LoC Data Package Tutorial: City and Telephone Directories#
This notebook will demonstrate basic usage of using Python for interacting with data packages from the Library of Congress via the Directory Holdings Data Package which is derived from the Library’s United States: City and Telephone Directories and Directories By Address: Inventories of Library Collections Library Guides. We will:
Prerequisites#
In order to run this notebook, please follow the instructions listed in this directory’s README.
Query the metadata in a data package#
First we will download a data package’s metadata file, print a summary of the items’ location values, then filter by a particular location.
All data packages have a metadata file in .json and .csv formats. Let’s load the data package’s City Directories metadata.json
file:
import io
import pandas as pd # for reading, manipulating, and displaying data
import requests
DATA_URL = 'https://data.labs.loc.gov/directories/'
metadata_url = f'{DATA_URL}by-directory-type/City Directories/metadata.json'
# Also try: by-directory-type/Criss-cross Directories/metadata.json
# Or: by-directory-type/Telephone Directories/metadata.json
response = requests.get(metadata_url, timeout=60)
data = response.json()
print(f'Loaded metadata file with {len(data):,} entries.')

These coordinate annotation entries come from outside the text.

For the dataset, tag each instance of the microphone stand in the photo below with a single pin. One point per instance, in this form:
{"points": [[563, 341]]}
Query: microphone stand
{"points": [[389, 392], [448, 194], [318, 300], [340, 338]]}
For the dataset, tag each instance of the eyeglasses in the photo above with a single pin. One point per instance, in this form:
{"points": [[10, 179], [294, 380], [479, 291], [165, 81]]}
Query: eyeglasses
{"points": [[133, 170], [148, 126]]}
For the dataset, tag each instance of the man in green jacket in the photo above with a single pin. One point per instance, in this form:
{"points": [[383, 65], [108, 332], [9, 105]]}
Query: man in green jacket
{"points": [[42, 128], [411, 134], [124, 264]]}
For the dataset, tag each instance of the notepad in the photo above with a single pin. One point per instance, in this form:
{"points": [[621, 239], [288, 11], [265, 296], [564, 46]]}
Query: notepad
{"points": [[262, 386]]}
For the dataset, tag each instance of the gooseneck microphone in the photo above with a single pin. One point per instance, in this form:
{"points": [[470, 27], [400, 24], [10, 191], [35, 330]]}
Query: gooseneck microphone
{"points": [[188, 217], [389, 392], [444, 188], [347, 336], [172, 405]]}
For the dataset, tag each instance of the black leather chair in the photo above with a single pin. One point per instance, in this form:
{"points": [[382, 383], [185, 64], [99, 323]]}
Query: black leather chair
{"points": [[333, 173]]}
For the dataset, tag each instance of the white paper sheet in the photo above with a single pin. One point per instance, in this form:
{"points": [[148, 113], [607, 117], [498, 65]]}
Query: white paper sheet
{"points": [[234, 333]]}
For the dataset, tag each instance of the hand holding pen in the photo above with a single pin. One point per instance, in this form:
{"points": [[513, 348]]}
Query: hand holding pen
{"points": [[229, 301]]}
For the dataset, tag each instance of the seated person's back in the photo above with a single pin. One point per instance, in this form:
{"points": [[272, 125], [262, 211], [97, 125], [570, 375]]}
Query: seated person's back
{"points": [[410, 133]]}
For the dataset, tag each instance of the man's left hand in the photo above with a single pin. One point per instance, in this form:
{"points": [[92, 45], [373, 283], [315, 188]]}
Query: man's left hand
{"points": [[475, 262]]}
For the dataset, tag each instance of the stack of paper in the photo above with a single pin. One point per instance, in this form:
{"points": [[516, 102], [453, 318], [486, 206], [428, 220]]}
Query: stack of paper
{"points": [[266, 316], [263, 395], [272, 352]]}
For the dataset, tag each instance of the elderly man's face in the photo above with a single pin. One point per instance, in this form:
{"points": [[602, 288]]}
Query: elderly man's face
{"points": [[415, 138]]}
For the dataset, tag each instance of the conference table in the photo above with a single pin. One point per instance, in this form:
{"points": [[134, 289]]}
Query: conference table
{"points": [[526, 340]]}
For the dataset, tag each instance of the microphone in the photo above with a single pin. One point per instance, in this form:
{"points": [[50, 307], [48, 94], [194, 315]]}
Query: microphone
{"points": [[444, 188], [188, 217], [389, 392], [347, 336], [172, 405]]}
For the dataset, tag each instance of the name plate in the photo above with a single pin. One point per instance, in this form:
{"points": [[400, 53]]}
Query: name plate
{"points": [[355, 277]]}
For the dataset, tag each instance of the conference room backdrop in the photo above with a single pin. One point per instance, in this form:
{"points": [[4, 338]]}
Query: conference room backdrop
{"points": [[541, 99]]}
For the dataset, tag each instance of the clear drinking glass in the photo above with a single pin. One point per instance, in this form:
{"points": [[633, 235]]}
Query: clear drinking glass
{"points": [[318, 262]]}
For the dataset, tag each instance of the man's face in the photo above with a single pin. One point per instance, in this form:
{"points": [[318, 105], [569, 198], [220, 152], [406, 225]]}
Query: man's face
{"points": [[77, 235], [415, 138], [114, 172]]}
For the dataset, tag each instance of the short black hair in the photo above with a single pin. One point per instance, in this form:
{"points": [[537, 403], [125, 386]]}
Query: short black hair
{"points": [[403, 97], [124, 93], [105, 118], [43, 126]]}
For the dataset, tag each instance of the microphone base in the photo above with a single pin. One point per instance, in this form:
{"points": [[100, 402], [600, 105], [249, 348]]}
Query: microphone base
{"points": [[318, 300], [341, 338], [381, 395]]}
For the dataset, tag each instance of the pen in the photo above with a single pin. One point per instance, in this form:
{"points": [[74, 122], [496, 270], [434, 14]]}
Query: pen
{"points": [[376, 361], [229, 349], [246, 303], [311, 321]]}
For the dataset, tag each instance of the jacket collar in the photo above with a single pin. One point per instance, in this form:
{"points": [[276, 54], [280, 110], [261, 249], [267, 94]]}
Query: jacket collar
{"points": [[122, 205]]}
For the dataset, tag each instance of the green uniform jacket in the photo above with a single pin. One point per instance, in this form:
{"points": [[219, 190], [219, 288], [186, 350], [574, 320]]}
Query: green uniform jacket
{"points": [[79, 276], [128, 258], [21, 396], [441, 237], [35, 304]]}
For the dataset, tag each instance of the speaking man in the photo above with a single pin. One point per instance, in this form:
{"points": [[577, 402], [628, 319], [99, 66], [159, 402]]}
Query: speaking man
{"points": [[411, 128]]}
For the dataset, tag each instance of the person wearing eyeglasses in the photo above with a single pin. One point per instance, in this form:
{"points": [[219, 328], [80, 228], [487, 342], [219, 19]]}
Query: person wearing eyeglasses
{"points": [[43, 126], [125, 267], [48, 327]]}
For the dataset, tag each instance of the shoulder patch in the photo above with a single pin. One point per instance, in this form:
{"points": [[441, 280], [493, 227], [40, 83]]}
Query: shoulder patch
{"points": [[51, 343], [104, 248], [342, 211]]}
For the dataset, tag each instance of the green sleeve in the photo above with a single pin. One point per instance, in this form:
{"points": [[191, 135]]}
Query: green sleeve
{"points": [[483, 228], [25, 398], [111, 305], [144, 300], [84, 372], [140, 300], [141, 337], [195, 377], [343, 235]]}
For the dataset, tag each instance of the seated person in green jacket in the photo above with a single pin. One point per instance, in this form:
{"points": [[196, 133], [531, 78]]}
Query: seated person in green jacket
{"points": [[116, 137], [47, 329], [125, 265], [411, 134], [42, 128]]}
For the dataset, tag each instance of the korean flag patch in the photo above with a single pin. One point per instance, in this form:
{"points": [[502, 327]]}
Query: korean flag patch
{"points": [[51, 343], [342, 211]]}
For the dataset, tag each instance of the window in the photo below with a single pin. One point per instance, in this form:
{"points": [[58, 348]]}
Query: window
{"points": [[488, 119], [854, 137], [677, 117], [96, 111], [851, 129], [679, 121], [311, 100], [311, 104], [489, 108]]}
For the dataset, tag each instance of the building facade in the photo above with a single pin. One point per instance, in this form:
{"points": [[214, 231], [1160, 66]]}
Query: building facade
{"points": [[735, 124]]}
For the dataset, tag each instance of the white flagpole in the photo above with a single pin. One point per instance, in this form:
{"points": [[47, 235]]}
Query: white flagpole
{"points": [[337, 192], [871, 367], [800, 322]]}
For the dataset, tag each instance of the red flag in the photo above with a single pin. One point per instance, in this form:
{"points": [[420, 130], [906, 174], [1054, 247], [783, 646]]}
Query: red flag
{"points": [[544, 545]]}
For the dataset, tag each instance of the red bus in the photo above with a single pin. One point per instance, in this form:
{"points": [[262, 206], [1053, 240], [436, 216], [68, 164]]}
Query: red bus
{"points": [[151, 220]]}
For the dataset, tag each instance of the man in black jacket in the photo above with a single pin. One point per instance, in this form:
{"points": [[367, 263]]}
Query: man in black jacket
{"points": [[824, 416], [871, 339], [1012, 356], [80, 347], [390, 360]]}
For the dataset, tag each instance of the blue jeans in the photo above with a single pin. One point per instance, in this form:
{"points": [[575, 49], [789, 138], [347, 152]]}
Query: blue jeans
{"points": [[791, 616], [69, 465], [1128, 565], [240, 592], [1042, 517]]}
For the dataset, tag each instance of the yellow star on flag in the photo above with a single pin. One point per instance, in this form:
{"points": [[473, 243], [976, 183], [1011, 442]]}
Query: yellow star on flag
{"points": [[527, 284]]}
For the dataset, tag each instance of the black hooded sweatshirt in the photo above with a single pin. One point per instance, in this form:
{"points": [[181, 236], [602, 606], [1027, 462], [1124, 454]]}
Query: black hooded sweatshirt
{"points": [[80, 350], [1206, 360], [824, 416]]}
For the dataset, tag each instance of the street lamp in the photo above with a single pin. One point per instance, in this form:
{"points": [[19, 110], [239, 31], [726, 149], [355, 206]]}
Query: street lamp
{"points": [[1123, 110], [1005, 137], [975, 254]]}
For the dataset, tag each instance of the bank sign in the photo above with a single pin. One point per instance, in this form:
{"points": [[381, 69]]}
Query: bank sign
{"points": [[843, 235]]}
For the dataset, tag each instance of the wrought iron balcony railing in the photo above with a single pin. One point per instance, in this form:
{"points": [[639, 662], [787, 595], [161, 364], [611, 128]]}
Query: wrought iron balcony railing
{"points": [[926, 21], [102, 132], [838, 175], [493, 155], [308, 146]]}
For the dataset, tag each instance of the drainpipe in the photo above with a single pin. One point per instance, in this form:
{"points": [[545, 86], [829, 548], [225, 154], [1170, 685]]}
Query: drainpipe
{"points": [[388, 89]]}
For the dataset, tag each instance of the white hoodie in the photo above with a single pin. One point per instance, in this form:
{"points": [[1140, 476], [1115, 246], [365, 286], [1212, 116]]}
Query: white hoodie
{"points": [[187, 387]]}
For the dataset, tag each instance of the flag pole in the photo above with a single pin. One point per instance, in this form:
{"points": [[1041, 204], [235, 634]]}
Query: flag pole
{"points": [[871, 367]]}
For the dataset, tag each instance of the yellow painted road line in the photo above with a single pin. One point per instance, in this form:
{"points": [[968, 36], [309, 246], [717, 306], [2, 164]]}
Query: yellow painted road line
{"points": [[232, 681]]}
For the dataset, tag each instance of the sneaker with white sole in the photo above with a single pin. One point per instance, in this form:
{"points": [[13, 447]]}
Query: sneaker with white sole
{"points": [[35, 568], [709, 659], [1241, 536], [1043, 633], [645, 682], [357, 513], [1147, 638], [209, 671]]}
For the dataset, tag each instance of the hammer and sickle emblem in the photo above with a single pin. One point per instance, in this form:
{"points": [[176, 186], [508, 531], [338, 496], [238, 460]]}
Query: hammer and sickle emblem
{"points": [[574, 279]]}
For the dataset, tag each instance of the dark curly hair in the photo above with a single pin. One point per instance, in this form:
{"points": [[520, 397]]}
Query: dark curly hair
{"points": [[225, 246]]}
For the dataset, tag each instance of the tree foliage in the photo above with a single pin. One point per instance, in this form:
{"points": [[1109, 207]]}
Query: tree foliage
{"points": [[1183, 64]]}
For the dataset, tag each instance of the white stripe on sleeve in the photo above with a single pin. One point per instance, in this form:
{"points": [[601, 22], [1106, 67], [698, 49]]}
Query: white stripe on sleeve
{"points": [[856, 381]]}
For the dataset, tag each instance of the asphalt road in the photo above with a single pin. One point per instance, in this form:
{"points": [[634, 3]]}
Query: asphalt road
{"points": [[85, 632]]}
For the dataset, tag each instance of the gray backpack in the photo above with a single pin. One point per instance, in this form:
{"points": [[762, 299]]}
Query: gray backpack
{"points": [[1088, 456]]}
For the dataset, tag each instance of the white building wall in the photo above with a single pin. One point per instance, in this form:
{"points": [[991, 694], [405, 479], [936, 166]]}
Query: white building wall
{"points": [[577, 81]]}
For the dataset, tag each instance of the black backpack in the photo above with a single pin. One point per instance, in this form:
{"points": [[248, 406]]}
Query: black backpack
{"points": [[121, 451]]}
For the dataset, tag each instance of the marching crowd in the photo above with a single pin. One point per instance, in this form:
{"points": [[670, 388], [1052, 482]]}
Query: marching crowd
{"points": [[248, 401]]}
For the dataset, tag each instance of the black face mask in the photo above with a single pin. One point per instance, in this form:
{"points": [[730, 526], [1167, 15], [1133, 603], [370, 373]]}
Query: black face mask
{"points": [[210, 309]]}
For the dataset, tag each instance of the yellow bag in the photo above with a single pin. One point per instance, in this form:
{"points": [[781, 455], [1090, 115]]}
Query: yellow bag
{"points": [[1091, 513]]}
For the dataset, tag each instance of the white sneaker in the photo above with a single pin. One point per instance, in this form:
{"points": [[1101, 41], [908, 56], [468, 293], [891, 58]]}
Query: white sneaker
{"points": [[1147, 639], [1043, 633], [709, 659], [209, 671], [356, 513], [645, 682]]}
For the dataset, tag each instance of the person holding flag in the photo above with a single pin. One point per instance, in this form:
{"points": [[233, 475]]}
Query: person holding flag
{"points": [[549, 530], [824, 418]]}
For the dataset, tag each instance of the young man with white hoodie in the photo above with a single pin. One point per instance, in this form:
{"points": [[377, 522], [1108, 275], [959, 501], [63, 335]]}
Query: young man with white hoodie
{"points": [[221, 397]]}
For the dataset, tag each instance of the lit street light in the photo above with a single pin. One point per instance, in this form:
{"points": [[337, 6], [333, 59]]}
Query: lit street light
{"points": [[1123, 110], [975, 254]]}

Loaded metadata file with 56,612 entries.
Next let’s convert to pandas DataFrame and print the available properties
df = pd.DataFrame(data)
print(', '.join(df.columns.to_list()))
State_region, Locality, Date, Source_collection, Location_text, Date_text, Genre, Original_format, Language, Notes, Repository, Type_of_resource, Digitized, Url, Shelf_id, Directory_type, Location
Next print the top 10 most frequent locations in this dataset
# Since "State_region" are a list, we must "explode" it so there's just one state/region per row
# We convert to DataFrame so it displays as a table
df['State_region'].explode().value_counts().iloc[:10].to_frame()
State_region | |
---|---|
Massachusetts | 5775 |
New York | 4334 |
Pennsylvania | 3364 |
Ohio | 2853 |
New Jersey | 2763 |
California | 2567 |
Michigan | 2514 |
Illinois | 2416 |
Connecticut | 2188 |
Indiana | 1990 |
Now we filter the results to only those items with State “Ohio”
df_by_location = df.explode('State_region')
subset = df_by_location[df_by_location.State_region == 'Ohio']
print(f'Found {subset.shape[0]:,} items with state "Ohio"')
Found 2,853 items with state "Ohio"
Visualize the data#
Finally we will visualize the location data on a map.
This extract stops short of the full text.